MEHMET ALİ SUSAM (İzmir) - Biz de yoğunuz.
ÖZGÜR ÖZEL (Manisa) - Biliyorum, onun farkındayım.
BAŞKAN - Özgür Bey, inanın ekip hiç kalkmıyor yani siz dün eve gittiğinizde bu ekip gece ona kadar çalıştı.
ÖZGÜR ÖZEL (Manisa) - Doğru. Söylemeye çalıştığım şu: Bizim Komisyonumuzun gözüyle bu Komisyonun değerli üyelerine onların birikimlerine saygı duyarak katkı sağlamamız beklenir. Ben bu Komisyonla ilk kez ilaçta patent uygulaması tartışılırken tanıştım, daha önce hiç aklıma gelmezdi Enerji Komisyonunu takip etmek sanayi boyutuyla. Bir tehlikeye dikkat çektim o zaman.

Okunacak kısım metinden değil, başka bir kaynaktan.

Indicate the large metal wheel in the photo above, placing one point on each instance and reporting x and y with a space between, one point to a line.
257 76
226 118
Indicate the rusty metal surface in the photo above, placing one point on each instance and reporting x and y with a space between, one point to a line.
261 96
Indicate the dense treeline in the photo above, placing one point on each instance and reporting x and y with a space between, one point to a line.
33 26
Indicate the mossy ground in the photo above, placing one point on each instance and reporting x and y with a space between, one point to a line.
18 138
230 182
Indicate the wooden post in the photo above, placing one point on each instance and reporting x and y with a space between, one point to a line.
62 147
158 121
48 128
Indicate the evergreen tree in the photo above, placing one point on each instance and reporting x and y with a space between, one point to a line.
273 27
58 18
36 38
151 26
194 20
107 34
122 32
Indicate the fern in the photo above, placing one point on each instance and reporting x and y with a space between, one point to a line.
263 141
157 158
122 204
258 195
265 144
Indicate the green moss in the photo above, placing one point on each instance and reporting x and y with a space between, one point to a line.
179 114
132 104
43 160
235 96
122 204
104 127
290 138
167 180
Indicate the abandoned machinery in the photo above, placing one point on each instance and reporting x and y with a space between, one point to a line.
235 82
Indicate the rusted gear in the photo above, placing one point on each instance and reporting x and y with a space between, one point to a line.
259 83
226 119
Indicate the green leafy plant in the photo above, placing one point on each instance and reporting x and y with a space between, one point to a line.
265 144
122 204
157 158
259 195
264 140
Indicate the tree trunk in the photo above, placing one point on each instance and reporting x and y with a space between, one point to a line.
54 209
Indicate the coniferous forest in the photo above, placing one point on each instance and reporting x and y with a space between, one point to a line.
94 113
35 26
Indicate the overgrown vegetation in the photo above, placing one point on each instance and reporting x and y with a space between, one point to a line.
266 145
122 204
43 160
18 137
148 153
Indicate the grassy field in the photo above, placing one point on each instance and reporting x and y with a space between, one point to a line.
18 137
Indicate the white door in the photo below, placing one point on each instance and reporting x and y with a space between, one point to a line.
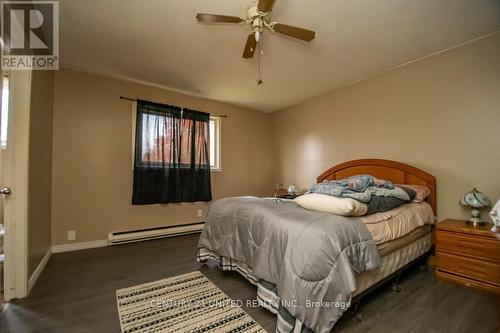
14 187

Bu Komisyonda, iktidarıyla muhalefetiyle burada farklı bir hava vardı ve dediler ki: "Bunu alt komisyona alalım, siz de oraya katkı sağlayın." Zatıalinizin başkanlığında Mecliste katılmış olduğum alt komisyon çalışmalarının en verimlisini yaptık iktidarıyla muhalefetiyle.
BAŞKAN - Bunu lütfen basında da zikrederseniz çok mutlu olacağım.
ÖZGÜR ÖZEL (Manisa) - Aslında o konuda basının olduğu bir yerde zikrediyorum.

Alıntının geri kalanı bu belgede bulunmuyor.